Not just you. Driver popularity is what drives nascar. Driver popularity is what drives Indycar. Most F1 fans I talk to care more about drivers than manufacturers.
Sportscars are different because they always have at least two drivers in the car. I have my favorite drivers, but any more I cheer for whomever is the best running privateer on any particular weekend. It's more fun to see someone with a small budget and a Ligier win than a factory Cadillac. While the storyline of sportscars racing is manufacturers beating each other's brains out, it's was also (in the past) seeing the privateers running customer cars and giving the factory cars a bad time, and sometimes even berating them. So, sportscars are not really so much about the drivers, and more about the makes and teams. . That's why I believe the technology belongs in sportscars.
Formula One can still be a technology showcase, but they have to find a way to eliminate the disparity. The disparity is why you don't see the drivers battling wheel to wheel as much as, say, IMSA, where the cars are performance balanced. I don't want an F1 BOP, but I do want the tail of the field to be much closer to the front. As it is, even when the big teams have disastrous races, the small teams are so far behind they can never take advantage of that.
I don't know how you could eliminate disparity in F1 and still keep it pure, except to start off getting rid of the fake things like mandatory option tires, DRS, and grid penalties. Fake things never produce good racing.
Simplify the aerodynamics and get rid of the barge boards and wollybobble tack on pieces. Make them run small, single or double element wings with flat end plates. Then give them some bigassed ground effects tunnels and big powerful motors.
Simplifying the aero would go a long way toward eliminating the performance gap. It would also allow the cars behind to run in cleaner air and maybe actually get into the fight.

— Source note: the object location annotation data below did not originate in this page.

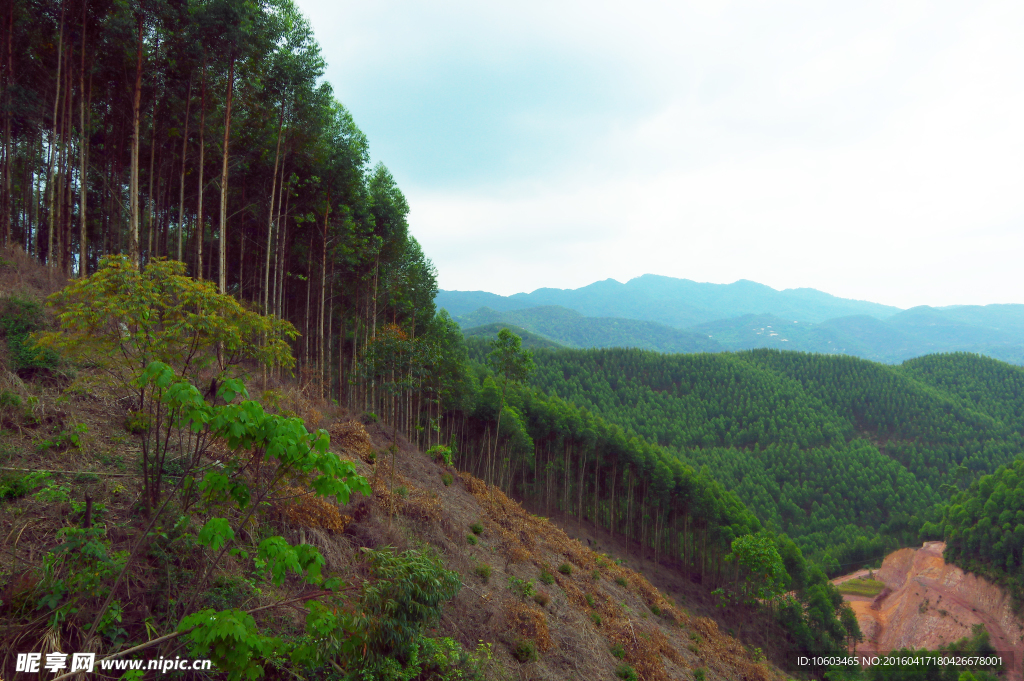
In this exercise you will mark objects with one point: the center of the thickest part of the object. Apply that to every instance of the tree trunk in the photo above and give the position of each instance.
(83, 154)
(133, 245)
(269, 219)
(320, 341)
(200, 222)
(181, 184)
(223, 180)
(51, 155)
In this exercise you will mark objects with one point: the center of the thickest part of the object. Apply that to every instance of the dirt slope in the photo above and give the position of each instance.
(933, 603)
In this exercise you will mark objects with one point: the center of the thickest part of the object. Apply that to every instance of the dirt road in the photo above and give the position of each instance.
(933, 604)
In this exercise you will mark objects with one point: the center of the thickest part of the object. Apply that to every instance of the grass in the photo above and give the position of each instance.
(861, 587)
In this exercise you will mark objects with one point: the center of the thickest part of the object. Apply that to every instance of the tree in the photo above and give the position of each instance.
(512, 365)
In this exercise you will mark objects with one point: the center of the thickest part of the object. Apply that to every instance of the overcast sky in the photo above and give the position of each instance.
(869, 150)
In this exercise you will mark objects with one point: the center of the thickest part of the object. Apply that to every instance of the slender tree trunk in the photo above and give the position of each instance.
(200, 221)
(320, 341)
(133, 245)
(181, 184)
(150, 197)
(8, 79)
(269, 220)
(223, 180)
(52, 160)
(83, 154)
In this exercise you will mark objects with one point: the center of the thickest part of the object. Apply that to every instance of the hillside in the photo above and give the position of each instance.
(675, 302)
(743, 315)
(433, 506)
(846, 456)
(571, 329)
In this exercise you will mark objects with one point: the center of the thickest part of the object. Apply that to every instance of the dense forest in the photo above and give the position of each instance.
(848, 457)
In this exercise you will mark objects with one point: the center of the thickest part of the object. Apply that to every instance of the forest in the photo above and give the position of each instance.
(176, 160)
(176, 156)
(848, 457)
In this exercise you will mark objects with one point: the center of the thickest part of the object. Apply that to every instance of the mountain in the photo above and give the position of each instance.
(571, 329)
(530, 340)
(675, 302)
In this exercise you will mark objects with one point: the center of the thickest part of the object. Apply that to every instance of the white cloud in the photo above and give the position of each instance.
(873, 151)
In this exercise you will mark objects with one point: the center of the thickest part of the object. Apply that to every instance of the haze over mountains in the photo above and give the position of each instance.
(679, 315)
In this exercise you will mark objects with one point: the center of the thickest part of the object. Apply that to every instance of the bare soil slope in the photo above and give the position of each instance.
(931, 603)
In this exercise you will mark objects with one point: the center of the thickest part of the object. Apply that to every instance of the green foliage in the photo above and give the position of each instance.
(441, 454)
(521, 588)
(138, 423)
(765, 578)
(122, 320)
(14, 485)
(230, 639)
(524, 651)
(626, 672)
(19, 318)
(403, 596)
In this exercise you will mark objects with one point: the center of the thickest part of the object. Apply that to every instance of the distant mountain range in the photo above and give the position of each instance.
(679, 315)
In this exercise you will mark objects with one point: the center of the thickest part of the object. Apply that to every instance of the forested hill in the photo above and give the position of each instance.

As far as engines, you can't even see them, so who cares? Just make the motors simple and get the power from displacement. I can imagine with today's technology a 3 liter motor would make terrifying power. Here's another example: The 4.2 liter Gibson P2 motor makes 600hp and will run 24 hours wide open. I'm not saying we should have a spec motor like that, but you can easily see that displacement and lower revs can produce power and stunning reliability. I'm betting a Gibson in a F1 car could easily run half a season.